下面是邻接矩阵
Kolstad & Burch
It's dinner time, and the cows are out in their separate pastures. Farmer John rings the bell so they will start walking to the barn. Your job is to figure out which one cow gets to the barn first (the supplied test data will always have exactly one fastest cow).
Between milkings, each cow is located in her own pasture, though some pastures have no cows in them. Each pasture is connected by a path to one or more other pastures (potentially including itself).

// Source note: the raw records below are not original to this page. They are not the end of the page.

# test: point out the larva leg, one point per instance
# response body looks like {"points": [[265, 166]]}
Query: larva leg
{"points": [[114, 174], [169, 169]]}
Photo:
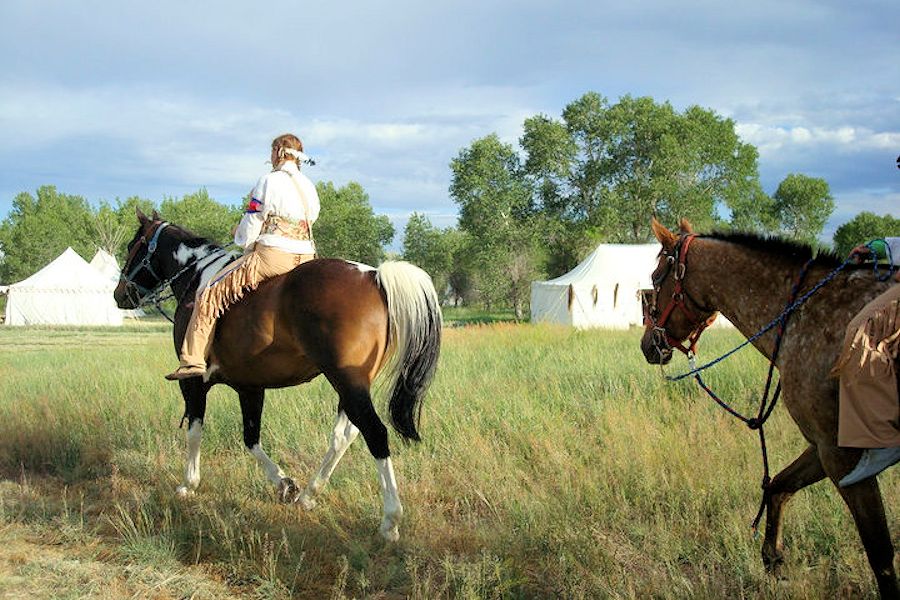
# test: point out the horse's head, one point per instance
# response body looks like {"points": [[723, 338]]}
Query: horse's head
{"points": [[671, 314], [138, 277]]}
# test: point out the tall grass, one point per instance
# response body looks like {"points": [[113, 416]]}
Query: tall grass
{"points": [[554, 463]]}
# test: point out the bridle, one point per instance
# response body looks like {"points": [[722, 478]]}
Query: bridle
{"points": [[676, 264], [129, 279], [157, 294]]}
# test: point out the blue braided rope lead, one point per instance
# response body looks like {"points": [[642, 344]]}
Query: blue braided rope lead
{"points": [[774, 323]]}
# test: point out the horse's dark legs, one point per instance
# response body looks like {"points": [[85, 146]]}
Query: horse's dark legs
{"points": [[251, 410], [867, 507], [356, 402], [342, 435], [194, 391], [805, 470]]}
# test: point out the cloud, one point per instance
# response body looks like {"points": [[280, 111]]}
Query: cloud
{"points": [[770, 140]]}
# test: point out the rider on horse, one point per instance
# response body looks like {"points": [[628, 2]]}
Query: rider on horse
{"points": [[869, 414], [276, 233]]}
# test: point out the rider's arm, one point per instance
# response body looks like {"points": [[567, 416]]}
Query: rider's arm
{"points": [[254, 215]]}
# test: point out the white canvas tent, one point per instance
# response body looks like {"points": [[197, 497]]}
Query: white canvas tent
{"points": [[106, 263], [602, 291], [108, 266], [68, 291]]}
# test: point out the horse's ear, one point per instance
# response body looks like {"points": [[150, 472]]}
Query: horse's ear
{"points": [[665, 237]]}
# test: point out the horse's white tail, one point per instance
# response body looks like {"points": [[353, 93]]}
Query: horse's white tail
{"points": [[414, 343]]}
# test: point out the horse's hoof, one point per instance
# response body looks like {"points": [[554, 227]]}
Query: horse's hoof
{"points": [[389, 532], [307, 501], [288, 492]]}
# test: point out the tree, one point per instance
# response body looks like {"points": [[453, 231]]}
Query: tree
{"points": [[803, 205], [601, 172], [862, 228], [496, 213], [201, 215], [39, 228], [428, 247], [347, 227]]}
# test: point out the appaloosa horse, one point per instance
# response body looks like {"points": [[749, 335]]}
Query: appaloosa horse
{"points": [[347, 321], [748, 279]]}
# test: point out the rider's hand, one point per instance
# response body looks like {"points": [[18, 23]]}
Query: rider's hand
{"points": [[860, 254]]}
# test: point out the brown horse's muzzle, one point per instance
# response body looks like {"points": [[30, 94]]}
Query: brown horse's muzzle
{"points": [[656, 349]]}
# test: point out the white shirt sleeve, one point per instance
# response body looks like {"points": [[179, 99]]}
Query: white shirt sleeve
{"points": [[894, 247], [310, 196], [254, 215]]}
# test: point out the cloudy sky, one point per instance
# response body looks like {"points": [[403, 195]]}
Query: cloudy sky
{"points": [[110, 99]]}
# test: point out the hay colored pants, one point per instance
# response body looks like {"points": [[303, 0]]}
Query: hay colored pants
{"points": [[869, 410], [227, 287]]}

Sometimes, two (potentially self-same) pastures are connected by more than one path. One or more of the pastures has a path to the barn. Thus, all cows have a path to the barn and they always know the shortest path. Of course, cows can go either direction on a path and they all walk at the same speed.

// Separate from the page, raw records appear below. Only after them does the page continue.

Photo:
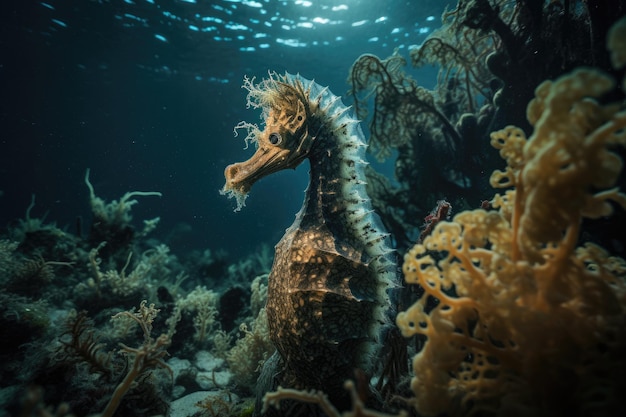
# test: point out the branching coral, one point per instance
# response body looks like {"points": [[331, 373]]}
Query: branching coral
{"points": [[527, 322]]}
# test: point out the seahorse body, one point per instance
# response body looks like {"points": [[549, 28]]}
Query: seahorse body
{"points": [[327, 294]]}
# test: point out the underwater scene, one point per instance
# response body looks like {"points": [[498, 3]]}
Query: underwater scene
{"points": [[312, 208]]}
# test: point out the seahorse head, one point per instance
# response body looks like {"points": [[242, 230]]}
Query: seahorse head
{"points": [[285, 140]]}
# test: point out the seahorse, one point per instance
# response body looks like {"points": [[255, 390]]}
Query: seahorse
{"points": [[328, 287]]}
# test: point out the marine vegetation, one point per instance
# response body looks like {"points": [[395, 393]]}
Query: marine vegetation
{"points": [[490, 56], [529, 321], [327, 294]]}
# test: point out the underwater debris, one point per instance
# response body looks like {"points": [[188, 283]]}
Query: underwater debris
{"points": [[112, 221], [529, 320], [491, 55], [334, 258]]}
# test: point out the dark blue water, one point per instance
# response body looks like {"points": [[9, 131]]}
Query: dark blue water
{"points": [[145, 93]]}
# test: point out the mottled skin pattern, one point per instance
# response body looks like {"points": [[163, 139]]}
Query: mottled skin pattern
{"points": [[327, 294]]}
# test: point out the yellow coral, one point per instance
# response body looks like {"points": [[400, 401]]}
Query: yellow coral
{"points": [[527, 323]]}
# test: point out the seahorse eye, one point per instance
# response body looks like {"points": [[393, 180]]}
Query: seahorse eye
{"points": [[275, 138]]}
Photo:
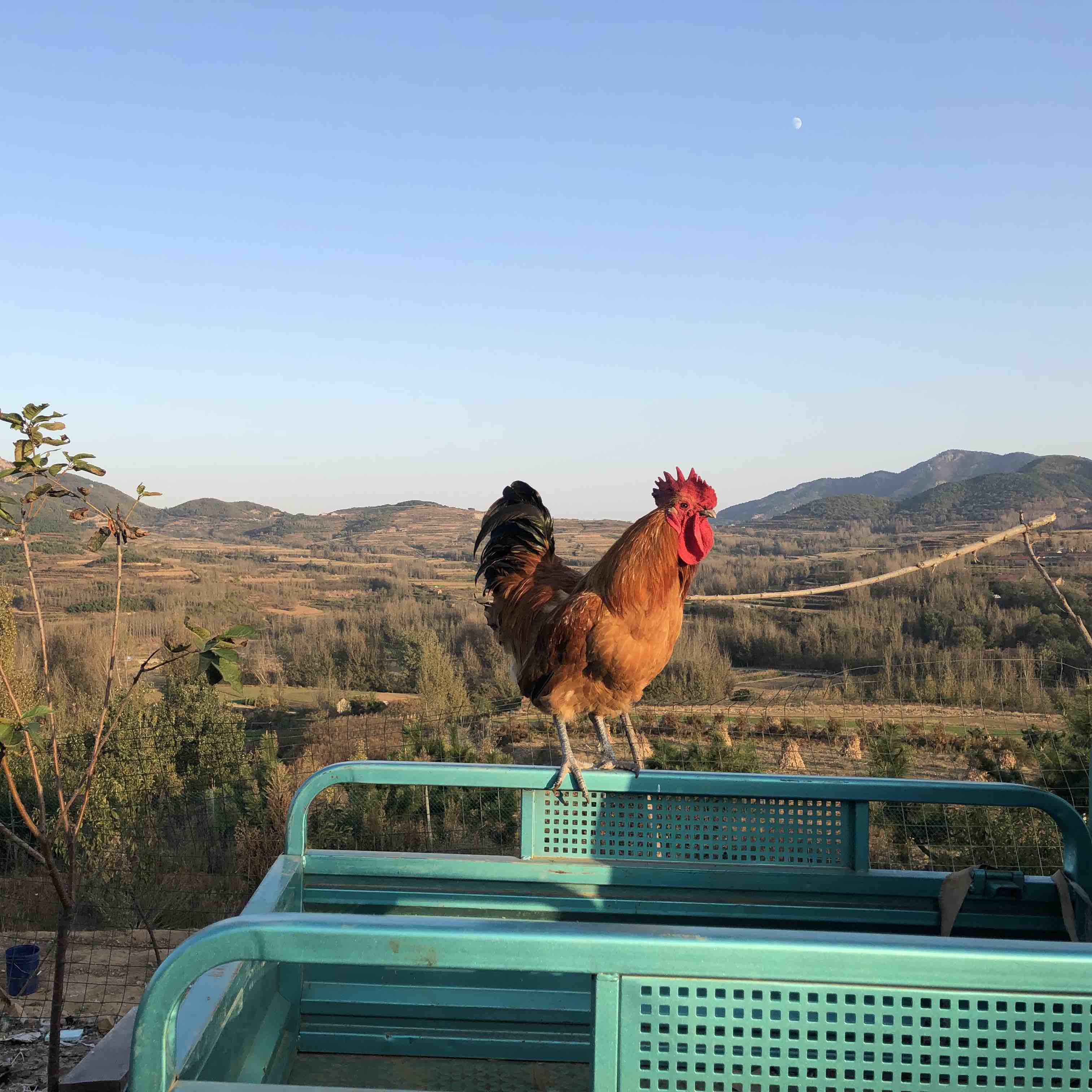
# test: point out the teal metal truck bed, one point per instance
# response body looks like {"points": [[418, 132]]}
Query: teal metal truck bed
{"points": [[678, 933]]}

The pastures are labeled `a'..`z' and `A'..`Y'. One cow is in each pasture labeled with a capital letter. No cow is in a pasture labeled with a lower case letter. The barn's label is `Z'; no cows are in the barn, though.
PROGRAM NAME: comehome
INPUT FORMAT
| Line 1: | Integer P (1 <= P <= 10000) the number of paths that interconnect the pastures (and the barn) |
| Line 2..P+1: | Space separated, two letters and an integer: the names of the interconnected pastures/barn and the distance between them (1 <= distance <= 1000) |
SAMPLE INPUT (file comehome.in)
5 A d 6 B d 3 C e 9 d Z 8 e Z 3
OUTPUT FORMAT
A single line containing two items: the capital letter name of the pasture of the cow that arrives first back at the barn, the length of the path followed by that cow.
SAMPLE OUTPUT (file comehome.out)
B 11
(感谢万能的度娘)
这道题是图论的经典题之一,貌似可以使用dijkstra,但是对三重循环深爱的我果断用了floyed。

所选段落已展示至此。